When asked about key messages he would give to a young farmer considering expansion, McCabe explained: “You can take more chances at 24 than you can at 44, because you’ll have time to smooth them out.

I have been business chairman at ICMSA for the last six years and the one thing that has put farmers under serious stress – and it’s not the price of milk – is borrowings. Don’t over-borrow; leave yourself a bit of room for error.

“If you can get land at reasonable money, take it. Don’t wake up at night sweating that you have huge borrowings.

“If you have to go to a bank and put your cards on the table and the bank says to you, ‘right, we’ll give you that loan for €100,000 or €200,000’; that’s good.

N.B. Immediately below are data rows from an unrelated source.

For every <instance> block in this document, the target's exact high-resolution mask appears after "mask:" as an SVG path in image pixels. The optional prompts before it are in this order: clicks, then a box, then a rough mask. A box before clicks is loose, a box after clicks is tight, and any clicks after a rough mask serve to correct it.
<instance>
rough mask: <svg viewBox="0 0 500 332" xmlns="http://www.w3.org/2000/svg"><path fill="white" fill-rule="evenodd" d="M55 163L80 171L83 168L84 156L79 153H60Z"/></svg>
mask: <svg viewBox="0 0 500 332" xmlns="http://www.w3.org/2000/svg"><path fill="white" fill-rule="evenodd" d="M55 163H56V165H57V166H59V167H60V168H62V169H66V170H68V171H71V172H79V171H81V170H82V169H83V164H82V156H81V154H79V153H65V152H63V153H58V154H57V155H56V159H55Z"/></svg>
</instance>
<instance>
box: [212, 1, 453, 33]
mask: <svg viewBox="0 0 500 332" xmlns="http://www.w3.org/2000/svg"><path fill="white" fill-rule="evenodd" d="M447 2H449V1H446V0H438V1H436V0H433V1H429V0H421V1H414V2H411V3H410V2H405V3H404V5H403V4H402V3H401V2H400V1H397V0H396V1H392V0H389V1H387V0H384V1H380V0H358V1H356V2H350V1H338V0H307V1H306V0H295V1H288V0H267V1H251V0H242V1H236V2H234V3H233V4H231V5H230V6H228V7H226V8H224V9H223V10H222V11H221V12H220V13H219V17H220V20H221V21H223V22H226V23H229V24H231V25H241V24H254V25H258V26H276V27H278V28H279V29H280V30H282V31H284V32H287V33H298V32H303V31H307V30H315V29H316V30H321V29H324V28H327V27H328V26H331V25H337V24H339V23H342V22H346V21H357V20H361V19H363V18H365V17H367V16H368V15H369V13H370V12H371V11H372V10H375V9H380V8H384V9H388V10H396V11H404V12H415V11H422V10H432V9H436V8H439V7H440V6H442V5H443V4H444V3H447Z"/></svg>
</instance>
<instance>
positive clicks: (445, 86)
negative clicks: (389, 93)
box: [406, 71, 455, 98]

“But, if the bank says, ‘we’ll have to go out and assess this, we’ll have to look at that, we’ll have to go out and count your cows’ – you’re pushing it too far.

“You have to be able to get the money off the bank reasonably handy,” he said.

On a side note, he added: “The other thing I would say is start a pension before you’re 30. That will allow you, when you are maybe 62 or 63, to let your son or daughter in a little bit earlier.”

McCabe also underlined that it is important for farmers – whether they are expanding or not – to keep a positive outlook.

“You will get an odd run of bad luck. Things are never as bad as they seem in bad times and they’re never as good as they seem to be in good times either.

As a lad told me before, ‘never lose your nerve in bad times; but never lose your head in good times’.

ICMSA’s deputy president believes farmers who have decided to expand, should do so gradually.

“I admire people who have the courage to expand and who maybe have to borrow larger amounts of money. But, at the end of the day, you can only eat one dinner. You have to enjoy life too,” he concluded.